Cała prawda o kłamstwie
Kłamstwo nigdy nie wyda dobrego owocu, bo jego ojcem jest szatan.
2017-06-17
I Rok czytań
Mt 5, 33-37
Dzisiejsza Ewangelia przywołuje ważny epizod z czasów publicznej działalności Jezusa – Jego Kazanie na Górze. Jezus wyjaśnia w nim między innymi sens poszczególnych przykazań, szczególnie zaś tych, które dotyczą relacji między ludźmi lub maja na nie wpływ. Pragnie, by słuchacze pojęli ich znaczenie, które wykracza daleko poza dotychczasowe rozumienie Dekalogu. Objaśnia między innymi znaczenie takich nakazów Dekalogu, jak: „nie będziesz brał imienia Pana, Boga twego do czczych rzeczy” i „nie będziesz mówił przeciw bliźniemu twemu kłamstwa”. Choć Dekalog nie porusza bezpośrednio tematu „dobrej” przysięgi, która nie byłaby poświadczeniem nieprawdy, czyli krzywoprzysięstwem, Jezus stanowczo ostrzega przed jej praktykowaniem, mówiąc: „Wcale nie przysięgajcie”.

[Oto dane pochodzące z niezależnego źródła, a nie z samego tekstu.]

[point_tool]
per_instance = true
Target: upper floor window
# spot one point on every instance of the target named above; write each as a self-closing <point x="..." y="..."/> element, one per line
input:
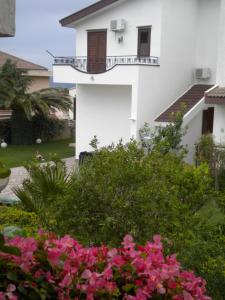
<point x="144" y="41"/>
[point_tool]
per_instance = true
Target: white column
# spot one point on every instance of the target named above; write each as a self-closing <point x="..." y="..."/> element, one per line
<point x="134" y="111"/>
<point x="221" y="48"/>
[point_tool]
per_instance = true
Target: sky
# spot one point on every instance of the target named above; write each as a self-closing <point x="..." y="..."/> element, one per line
<point x="38" y="30"/>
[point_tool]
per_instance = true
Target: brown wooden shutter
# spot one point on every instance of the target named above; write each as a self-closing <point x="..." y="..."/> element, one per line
<point x="97" y="51"/>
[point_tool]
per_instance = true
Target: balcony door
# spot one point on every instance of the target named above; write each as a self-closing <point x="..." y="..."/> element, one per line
<point x="144" y="41"/>
<point x="207" y="121"/>
<point x="96" y="51"/>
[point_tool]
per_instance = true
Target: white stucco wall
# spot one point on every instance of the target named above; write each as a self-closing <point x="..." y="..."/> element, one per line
<point x="7" y="17"/>
<point x="184" y="36"/>
<point x="158" y="88"/>
<point x="208" y="36"/>
<point x="219" y="124"/>
<point x="193" y="134"/>
<point x="221" y="47"/>
<point x="136" y="14"/>
<point x="103" y="112"/>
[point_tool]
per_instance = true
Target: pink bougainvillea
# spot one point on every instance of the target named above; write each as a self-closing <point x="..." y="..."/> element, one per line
<point x="64" y="269"/>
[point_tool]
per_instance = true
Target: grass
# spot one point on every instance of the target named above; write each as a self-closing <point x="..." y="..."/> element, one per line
<point x="15" y="156"/>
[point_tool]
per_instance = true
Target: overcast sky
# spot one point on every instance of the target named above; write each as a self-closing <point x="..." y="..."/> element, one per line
<point x="38" y="29"/>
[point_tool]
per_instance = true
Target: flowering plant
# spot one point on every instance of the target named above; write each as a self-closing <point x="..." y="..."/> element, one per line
<point x="61" y="268"/>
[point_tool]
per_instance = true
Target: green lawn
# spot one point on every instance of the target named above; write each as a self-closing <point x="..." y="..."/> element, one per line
<point x="14" y="156"/>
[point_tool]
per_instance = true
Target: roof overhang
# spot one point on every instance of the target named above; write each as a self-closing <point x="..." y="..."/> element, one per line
<point x="215" y="96"/>
<point x="87" y="11"/>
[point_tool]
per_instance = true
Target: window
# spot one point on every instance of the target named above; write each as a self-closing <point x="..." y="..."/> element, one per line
<point x="144" y="41"/>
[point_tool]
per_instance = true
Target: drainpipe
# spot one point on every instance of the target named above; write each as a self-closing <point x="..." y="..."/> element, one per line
<point x="221" y="47"/>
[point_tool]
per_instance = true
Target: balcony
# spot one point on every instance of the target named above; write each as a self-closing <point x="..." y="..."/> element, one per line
<point x="81" y="63"/>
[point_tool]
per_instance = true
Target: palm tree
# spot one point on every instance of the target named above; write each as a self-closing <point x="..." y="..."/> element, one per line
<point x="14" y="95"/>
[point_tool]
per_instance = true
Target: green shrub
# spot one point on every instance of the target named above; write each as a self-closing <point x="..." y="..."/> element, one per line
<point x="13" y="216"/>
<point x="4" y="171"/>
<point x="39" y="194"/>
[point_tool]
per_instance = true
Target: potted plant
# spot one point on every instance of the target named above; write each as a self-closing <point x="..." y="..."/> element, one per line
<point x="4" y="176"/>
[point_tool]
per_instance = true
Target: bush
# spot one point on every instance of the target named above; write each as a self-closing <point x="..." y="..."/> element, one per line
<point x="13" y="216"/>
<point x="51" y="268"/>
<point x="47" y="183"/>
<point x="4" y="171"/>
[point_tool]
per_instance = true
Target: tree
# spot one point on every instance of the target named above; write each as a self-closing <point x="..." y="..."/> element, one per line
<point x="14" y="95"/>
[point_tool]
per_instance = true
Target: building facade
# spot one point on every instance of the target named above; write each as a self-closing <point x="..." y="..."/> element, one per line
<point x="137" y="61"/>
<point x="7" y="18"/>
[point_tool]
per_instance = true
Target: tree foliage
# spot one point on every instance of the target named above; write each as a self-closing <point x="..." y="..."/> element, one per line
<point x="14" y="95"/>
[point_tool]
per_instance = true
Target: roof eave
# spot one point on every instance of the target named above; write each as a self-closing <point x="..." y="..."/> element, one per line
<point x="85" y="12"/>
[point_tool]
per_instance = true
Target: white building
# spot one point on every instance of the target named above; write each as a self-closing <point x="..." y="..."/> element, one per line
<point x="7" y="18"/>
<point x="137" y="61"/>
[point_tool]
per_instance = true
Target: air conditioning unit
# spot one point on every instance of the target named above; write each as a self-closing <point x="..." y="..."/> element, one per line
<point x="203" y="73"/>
<point x="118" y="25"/>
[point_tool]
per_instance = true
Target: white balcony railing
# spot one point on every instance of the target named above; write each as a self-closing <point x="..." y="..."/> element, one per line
<point x="81" y="62"/>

Bo Dekalog w istocie domaga się od nas prawdy, samej prawdy i zawsze prawdy. W świecie prawdomównych, coś takiego jak przyrzeczenie czy przysięga, nie mają sensu, są zbędne. Można nawet przypuszczać, że przysięgę musiał kiedyś wynaleźć jakiś kłamca, który nagle zapragnął się uwiarygodnić.
Jezus radzi: „Niech wasza mowa będzie: Tak, tak; nie, nie. A co nadto jest, od Złego pochodzi”. Powinniśmy raczej naśladować Boga, którego obietnice zawsze są wiarygodne. On nigdy nie łamie danego słowa. Jezusowe „tak – tak, nie – nie” oznacza więc mówienie prawdy i bezwzględne odrzucenie kłamstwa.

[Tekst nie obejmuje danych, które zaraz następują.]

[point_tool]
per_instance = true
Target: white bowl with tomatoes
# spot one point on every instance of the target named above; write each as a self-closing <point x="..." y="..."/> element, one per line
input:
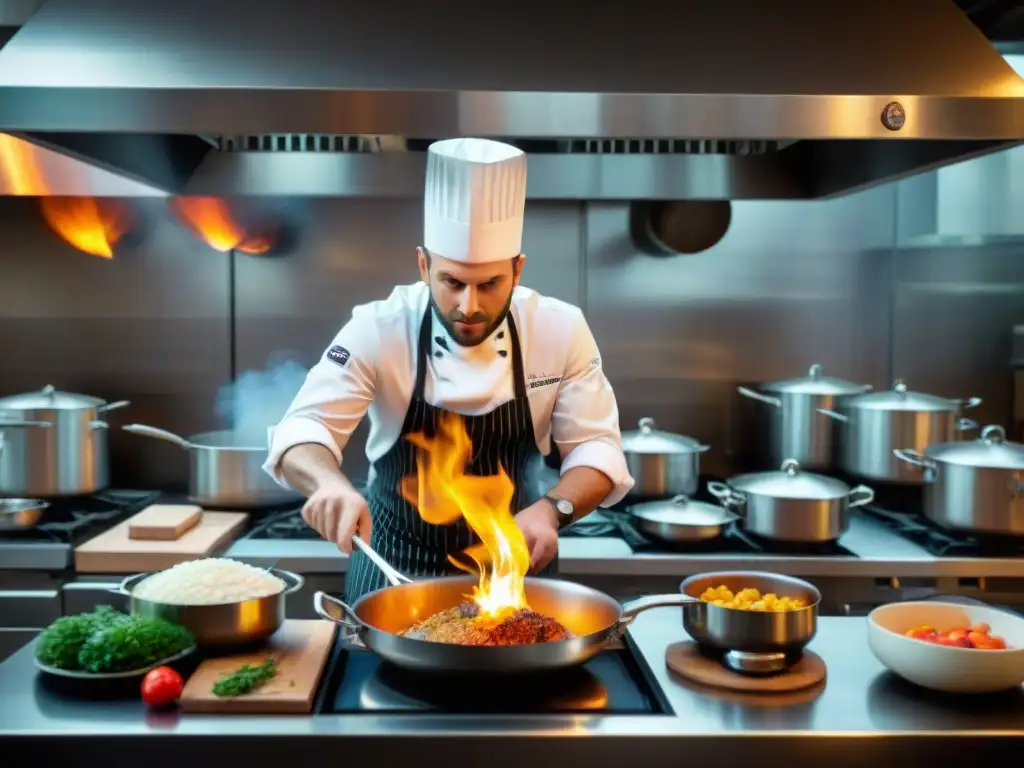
<point x="948" y="646"/>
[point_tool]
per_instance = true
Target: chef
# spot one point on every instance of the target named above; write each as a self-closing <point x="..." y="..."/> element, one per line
<point x="521" y="369"/>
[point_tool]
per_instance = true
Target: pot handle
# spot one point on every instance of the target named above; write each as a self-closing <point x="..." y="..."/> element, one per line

Czy jesteśmy na to gotowi w świecie, w którym kłamstwo stało się dla wielu niezastąpionym narzędziem, by zdobyć władzę, uznanie, sławę, pieniądze? Czy jesteśmy gotowi, by wziąć odpowiedzialność za wypowiadane słowa w świecie, w którym prawda tak dalece się zdewaluowała, że rozmieniamy ją na półprawdy i ćwierćprawdy, że wybieramy kłamstwo, traktując je, jak „mniejsze zło”, zaś słowem dowolnie manipulujemy, ranimy, a nawet zabijamy?
„Co nadto jest od Złego pochodzi” – ostrzega Jezus. Weźmy sobie to ostrzeżenie do serca, pamiętając, że kłamstwo nigdy nie wyda dobrego owocu, bo jego ojcem jest szatan.
Mam w sercu wiele wdzięczności dla tych wszystkich, którzy – choć to czasem może i trochę bolało – mieli odwagę powiedzieć mi „prawdę w oczy”. Nosze też w sercu wdzięczność dla moich bliskich – rodziców, czy babci – którzy już jako małemu dziecku powtarzali mi, że nawet najgorsza prawda jest lepsza od najpiękniejszego kłamstwa.